Activity is the raw event layer — Slack messages, meeting transcripts, calendar events, email threads. These come from external integrations and land directly in Postgres. The agent doesn't write this data; it ingests and queries it.

Identity is the reconciliation layer — connecting the same person across different systems. The "Cedric Hurst" in Slack, the "[email protected]" in Google Calendar, and the "divideby0" on GitHub are all the same person. Identity resolution happens in Postgres with confidence scoring, crosswalks, and manual overrides — following classic Master Data Management (MDM) patterns.

How the Layers Work Together

When an agent needs context, it pulls from multiple layers simultaneously. A question like "what did we discuss with the Acme team last week?" triggers a search across episodic memory (session logs mentioning Acme), knowledge (people profiles for Acme contacts), and activity (Slack messages from the Acme channel).

Search spans all layers through a three-tier approach: full-text search via Postgres tsvector, fuzzy matching via pg_trgm, and semantic search via pgvector embeddings. The agent doesn't need to know which layer holds the answer — it searches everywhere and assembles context from the results.

Storage Architecture

All four layers converge on Supabase (Postgres) as the data backbone, though they use different access patterns.

LayerPrimary StorageAccess Pattern
Episodic MemoryMarkdown filesFile reads + embedding search
KnowledgeMarkdown + Postgres (basic-memory)Structured queries + semantic search
ActivityPostgresFull-text search + time-range queries
IdentityPostgresLookup by identifier + fuzzy matching

Markdown files live in the workspace (workspaces/main/memory/ and workspaces/main/knowledge/). They're version-controlled, human-readable, and searchable via OpenClaw's built-in memory_search tool.

Postgres handles everything structured. basic-memory indexes knowledge files into Postgres for relational queries. Activity data from integrations goes directly into Postgres tables. Identity crosslinks and match candidates live in dedicated tables with foreign keys.

pgvector enables semantic search across all layers. Embeddings are generated for memory files, knowledge entities, and activity records, allowing the agent to find relevant context even when the exact words don't match.

Schema Alignment

Entity types in the knowledge and identity layers use fully-qualified type names to make provenance unambiguous:

  • schema.org/Person — a standard Schema.org type (portable, understood by LLMs natively)
  • attache.dev/Project — a custom Attaché type (when no Schema.org type fits)

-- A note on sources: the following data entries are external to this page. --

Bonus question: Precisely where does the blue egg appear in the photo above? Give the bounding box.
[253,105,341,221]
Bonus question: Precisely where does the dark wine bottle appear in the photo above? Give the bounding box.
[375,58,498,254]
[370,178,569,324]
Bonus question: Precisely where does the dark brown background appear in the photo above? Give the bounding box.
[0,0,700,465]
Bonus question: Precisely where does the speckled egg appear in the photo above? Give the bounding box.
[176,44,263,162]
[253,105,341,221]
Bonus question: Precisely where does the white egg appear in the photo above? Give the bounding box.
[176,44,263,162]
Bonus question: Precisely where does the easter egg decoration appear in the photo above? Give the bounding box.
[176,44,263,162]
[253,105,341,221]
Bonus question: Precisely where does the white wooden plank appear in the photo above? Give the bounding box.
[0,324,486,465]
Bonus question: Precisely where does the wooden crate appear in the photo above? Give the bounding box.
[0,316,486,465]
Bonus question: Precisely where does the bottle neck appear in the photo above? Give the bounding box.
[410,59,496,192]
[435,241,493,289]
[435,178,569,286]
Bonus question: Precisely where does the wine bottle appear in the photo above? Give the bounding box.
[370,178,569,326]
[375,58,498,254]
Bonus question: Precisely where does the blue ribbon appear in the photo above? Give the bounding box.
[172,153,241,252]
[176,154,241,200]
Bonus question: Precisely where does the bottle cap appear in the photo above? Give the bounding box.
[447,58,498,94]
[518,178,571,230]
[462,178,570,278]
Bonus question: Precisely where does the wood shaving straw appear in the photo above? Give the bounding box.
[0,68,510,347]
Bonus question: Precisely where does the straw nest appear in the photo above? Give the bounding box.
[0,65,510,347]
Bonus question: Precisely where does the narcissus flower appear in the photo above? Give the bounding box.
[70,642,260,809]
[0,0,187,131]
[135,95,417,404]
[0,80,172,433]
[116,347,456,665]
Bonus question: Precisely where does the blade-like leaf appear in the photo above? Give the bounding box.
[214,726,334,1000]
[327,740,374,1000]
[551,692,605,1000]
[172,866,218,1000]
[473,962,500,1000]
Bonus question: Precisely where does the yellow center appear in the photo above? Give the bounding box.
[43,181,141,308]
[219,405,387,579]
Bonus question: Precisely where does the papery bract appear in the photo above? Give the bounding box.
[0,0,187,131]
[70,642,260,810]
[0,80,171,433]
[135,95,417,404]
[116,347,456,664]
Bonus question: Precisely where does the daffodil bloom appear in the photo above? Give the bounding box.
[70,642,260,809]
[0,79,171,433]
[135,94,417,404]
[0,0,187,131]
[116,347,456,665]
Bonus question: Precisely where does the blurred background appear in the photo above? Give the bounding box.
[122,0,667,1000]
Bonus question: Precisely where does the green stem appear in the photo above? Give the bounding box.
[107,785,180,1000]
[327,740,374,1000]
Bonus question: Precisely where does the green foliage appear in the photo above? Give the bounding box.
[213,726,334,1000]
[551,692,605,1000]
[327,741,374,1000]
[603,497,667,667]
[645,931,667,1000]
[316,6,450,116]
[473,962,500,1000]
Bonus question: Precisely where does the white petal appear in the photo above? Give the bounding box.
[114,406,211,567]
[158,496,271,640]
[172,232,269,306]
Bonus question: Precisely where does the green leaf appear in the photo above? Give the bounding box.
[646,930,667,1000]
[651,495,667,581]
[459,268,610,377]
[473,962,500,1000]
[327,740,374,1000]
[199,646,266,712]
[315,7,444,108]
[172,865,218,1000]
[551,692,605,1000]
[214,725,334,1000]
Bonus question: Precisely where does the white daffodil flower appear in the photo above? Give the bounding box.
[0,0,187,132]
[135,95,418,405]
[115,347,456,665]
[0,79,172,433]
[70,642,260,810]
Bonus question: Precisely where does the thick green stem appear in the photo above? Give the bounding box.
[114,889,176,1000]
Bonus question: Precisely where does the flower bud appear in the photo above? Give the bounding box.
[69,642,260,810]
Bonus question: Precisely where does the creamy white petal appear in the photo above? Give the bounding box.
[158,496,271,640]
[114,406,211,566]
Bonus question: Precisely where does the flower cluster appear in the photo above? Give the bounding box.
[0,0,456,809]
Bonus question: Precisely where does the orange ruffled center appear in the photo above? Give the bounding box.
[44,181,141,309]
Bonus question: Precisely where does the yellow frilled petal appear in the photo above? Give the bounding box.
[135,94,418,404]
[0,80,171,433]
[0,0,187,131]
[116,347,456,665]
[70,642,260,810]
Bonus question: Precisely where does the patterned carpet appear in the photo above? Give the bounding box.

Schema.org types are open-world — you can freely add properties beyond what the spec defines. Most Attaché types use a standard Schema.org type with extension properties (e.g., schema.org/Report with mode, status, and providers fields for research notes). Custom attache.dev/* types are only created when no Schema.org type fits at all.

Property names use snake_case in YAML frontmatter and Postgres columns, mapped from Schema.org's camelCase equivalents at the serialization boundary (e.g., given_name ↔ Schema.org givenName).

Each type has a corresponding Zod schema for validation and programmatic use — see the Entity Types section for the full set.

Conventions

All markdown files in the memory system follow consistent formatting rules. See Markdown Format for the full specification, but the key principles are:

  • Frontmatter stays lean — short scalars and block-style lists only. No long text.
  • Long content goes in the body — descriptions, notes, and context as regular markdown.
  • Observations and relations use basic-memory's knowledge graph syntax with a controlled vocabulary of categories and relation types.